There are other, cheaper (although not as cool looking) versions available too.

Seems like a good idea for the doggie, but wonder if anyone has any experience with them?

Also, if you have experience with the Kyjen brand, which design would you recommend? I saw in one review a woman said the 'drop' design was "too easy" for her pup, and that the 'flower' design was better. No idea!

Thanks in advance (again!)

Only 4 sleeps til I see my little girl for the first time -- and then the long wait to pick up day on the 20th December!


----------



## 2ndhandgal (Aug 29, 2011)

They are really good if you have a dog who gulps their food down but most poodle crosses are more delicate eaters so I would just go for a normal bowl and get one later if you feel the need.

They can be good if you want the meal to be an activity in itself - a friend used one like this for a deaf blind collie to give her something to occupy some of her time.


----------



## marycciu (Oct 12, 2014)

I was thinking as more of an activity I guess ... as there's no way to know if our little doggie will be a little piggie yet!


----------



## wellerfeller (Jul 12, 2011)

I'm in the no food bowl camp!! A dog loves to work for their food so I would use food rations in training or feed from a kong or treat ball. A food bowl gives a free ride


----------



## susanb (Jan 19, 2012)

we have this one for Gisgo:

http://www.amazon.co.uk/Company-Ani...id=1415726072&sr=1-1&keywords=slow+dog+feeder

He used to really gulp his food down in only a few seconds, but using this it takes much longer and is more of a challenge for him.
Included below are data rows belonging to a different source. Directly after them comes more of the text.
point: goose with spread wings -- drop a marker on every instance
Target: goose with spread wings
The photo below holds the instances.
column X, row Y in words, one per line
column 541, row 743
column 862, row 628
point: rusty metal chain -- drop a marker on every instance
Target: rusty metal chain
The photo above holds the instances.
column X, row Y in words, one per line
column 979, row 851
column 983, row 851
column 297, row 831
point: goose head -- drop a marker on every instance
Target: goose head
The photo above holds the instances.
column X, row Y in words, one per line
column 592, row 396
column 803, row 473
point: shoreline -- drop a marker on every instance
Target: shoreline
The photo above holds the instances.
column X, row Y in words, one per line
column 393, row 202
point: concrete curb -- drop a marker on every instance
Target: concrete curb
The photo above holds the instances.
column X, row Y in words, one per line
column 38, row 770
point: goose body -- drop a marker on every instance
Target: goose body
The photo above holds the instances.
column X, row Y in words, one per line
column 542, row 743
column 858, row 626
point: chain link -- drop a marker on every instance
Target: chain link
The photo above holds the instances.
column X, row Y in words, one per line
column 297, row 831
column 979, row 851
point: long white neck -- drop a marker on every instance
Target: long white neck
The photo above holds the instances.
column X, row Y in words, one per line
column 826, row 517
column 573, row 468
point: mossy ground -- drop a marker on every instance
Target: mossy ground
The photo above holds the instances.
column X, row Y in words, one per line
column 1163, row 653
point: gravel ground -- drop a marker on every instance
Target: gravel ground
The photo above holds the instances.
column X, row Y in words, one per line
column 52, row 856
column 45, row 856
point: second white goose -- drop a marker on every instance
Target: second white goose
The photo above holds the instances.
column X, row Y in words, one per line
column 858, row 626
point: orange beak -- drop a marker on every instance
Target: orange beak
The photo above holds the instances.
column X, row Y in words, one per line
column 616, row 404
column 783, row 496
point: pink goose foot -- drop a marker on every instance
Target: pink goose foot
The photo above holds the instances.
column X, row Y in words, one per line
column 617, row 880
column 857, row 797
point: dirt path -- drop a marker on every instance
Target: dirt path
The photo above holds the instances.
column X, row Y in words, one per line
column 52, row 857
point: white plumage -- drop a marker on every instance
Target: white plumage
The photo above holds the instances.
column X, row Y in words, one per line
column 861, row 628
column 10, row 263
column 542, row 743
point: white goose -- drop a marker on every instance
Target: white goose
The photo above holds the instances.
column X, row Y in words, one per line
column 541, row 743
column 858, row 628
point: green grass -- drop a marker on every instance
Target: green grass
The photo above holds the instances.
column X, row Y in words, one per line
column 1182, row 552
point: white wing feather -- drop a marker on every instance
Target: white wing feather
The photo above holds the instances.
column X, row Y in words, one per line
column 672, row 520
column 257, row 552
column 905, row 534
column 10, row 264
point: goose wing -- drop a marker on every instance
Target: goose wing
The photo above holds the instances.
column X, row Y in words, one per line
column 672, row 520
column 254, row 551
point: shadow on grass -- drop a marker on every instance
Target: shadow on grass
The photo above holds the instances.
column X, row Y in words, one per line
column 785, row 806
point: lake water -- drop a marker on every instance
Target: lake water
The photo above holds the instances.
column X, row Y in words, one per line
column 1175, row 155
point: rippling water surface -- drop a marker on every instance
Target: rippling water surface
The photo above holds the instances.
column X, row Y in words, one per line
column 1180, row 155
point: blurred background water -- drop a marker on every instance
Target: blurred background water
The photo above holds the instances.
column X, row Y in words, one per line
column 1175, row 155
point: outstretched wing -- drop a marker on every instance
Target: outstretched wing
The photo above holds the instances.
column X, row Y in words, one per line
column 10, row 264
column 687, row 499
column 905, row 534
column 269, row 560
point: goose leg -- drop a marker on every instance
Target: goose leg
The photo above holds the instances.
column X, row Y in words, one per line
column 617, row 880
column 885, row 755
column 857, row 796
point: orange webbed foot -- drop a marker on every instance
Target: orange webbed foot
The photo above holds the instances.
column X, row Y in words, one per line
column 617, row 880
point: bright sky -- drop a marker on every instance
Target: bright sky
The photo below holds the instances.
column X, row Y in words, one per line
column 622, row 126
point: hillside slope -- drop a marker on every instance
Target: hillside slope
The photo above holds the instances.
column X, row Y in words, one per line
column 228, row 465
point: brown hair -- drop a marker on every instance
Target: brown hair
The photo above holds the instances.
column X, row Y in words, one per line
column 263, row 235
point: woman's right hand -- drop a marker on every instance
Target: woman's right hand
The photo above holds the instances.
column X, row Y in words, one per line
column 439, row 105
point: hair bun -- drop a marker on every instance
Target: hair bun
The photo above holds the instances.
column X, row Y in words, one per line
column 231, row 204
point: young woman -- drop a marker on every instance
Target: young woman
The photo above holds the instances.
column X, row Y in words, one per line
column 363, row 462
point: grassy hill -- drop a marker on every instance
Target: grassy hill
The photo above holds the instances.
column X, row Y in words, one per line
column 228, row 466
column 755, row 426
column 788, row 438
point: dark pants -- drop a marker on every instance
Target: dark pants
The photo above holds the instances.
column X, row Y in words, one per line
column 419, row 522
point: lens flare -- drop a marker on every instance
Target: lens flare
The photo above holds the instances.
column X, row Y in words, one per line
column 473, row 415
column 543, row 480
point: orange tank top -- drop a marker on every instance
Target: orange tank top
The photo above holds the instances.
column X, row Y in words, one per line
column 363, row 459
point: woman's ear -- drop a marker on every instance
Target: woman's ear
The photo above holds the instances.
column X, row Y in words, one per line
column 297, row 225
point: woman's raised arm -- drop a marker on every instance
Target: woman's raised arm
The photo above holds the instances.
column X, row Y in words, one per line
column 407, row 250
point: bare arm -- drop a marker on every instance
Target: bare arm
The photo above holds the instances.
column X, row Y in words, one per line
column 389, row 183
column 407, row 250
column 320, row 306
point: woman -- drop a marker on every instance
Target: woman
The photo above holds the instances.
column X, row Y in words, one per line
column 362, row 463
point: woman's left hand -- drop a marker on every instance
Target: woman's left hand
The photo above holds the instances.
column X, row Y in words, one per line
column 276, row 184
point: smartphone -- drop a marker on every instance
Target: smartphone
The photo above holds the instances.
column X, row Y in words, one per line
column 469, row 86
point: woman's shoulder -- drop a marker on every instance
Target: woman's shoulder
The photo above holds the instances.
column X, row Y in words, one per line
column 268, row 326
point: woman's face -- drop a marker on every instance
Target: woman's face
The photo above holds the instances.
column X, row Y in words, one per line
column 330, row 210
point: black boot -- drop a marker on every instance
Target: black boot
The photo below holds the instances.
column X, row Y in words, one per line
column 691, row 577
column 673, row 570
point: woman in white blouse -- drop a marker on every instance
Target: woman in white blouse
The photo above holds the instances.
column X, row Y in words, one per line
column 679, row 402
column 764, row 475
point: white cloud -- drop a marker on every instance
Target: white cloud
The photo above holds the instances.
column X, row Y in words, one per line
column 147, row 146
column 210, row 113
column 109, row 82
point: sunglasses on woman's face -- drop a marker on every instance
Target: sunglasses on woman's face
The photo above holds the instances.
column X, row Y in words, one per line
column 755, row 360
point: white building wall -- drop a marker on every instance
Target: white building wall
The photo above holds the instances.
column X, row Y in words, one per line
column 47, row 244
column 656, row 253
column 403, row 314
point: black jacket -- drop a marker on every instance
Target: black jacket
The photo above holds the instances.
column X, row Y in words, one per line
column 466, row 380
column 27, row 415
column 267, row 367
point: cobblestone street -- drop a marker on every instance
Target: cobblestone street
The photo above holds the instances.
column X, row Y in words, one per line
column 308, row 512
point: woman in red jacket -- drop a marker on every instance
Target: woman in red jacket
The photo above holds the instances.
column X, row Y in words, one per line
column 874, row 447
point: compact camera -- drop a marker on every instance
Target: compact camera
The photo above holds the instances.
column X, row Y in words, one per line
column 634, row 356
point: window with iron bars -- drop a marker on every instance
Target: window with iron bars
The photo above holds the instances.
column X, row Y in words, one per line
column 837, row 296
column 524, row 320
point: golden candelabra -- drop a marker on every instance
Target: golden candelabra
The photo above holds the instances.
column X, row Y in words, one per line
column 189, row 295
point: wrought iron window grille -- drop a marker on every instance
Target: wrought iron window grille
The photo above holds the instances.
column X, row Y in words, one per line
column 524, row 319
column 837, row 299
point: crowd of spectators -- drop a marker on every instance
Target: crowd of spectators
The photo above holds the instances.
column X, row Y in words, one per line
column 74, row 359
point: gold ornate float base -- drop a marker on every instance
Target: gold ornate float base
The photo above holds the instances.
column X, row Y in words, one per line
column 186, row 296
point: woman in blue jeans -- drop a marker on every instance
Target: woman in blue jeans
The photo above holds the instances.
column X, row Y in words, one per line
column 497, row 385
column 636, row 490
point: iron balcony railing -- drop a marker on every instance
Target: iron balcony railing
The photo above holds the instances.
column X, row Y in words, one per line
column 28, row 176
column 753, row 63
He never suffered side effects from the gulping - but I didn't think it could be good for him to eat so quickly.

It does the job, and we can wash it in the dishwasher


----------



## DB1 (Jan 20, 2012)

I have this bowl http://www.petco.com/assets/product_images/8/800443126820C.jpg got it from a local petshop but only to slow him down gulping his raw mince, I wouldn't bother he was eating kibble. actually Dudley doesn't get such a free ride as most days for at least one meal he is on the grooming table having a nail or 2 cut or a leg brushed while he eats!!


----------



## Tinman (Apr 23, 2013)

I used a slow feeder bowl for Ralph, he was a gulper - it worked well.
It was just a simple one from amazon I think.
We didn't use it for long, and he now has a nice "designer" bowl.
So if your going to use it permanently, then have the good one.
If it's just for teaching him to eat nicely and properly - go for a cheaper temporary option x


----------



## Miss Lilly (Sep 12, 2014)

2ndhandgal said:


> most poodle crosses are more delicate eaters.


...Someone should tell Miss Lilly: she gulps her food down so quickly that she often has hiccups and / or burps (loudly) when she's finished. My not so little six month old (now approaching 10kg) scruff muffin has no idea how to be delicate!! 

I think if you are feeding kibble, then a Kong Wobbler is pretty cool: Miss Lilly loves it and it keeps her occupied for ages. I also sometimes just scatter her food or hide small piles of it in different places so she has to work a little harder.

I am starting to think about moving her over to BARF so maybe a slow feeder will be helpful then.


----------



## Milly_pup (Sep 28, 2014)

I have this one as Milly is a terrible gulper!! She used to regurgitate every meal and then eat it ....hno:hno:

This slow feeder is rather expensive but worth every penny. I agree with others though, see how your puppy is with a regular bowl first. Are you crating her? If so here are some great bowls that clip I to the crate 

Enjoy your new pup, can't wai to see pics!


----------



## RuthMill (Jun 30, 2012)

wellerfeller said:


> I'm in the no food bowl camp!! A dog loves to work for their food so I would use food rations in training or feed from a kong or treat ball. A food bowl gives a free ride


You feed NI now don't you? What do you do with the raw food if not using a bowl?


----------



## fairlie (Sep 7, 2013)

Rufus has a personal food dispenser, so bowl rarely required. Except she is away on holiday just now so the regular bowl is coming in handy. It seems funny to me that he is a dainty eater despite his no holds barred approach to everything else in life.


----------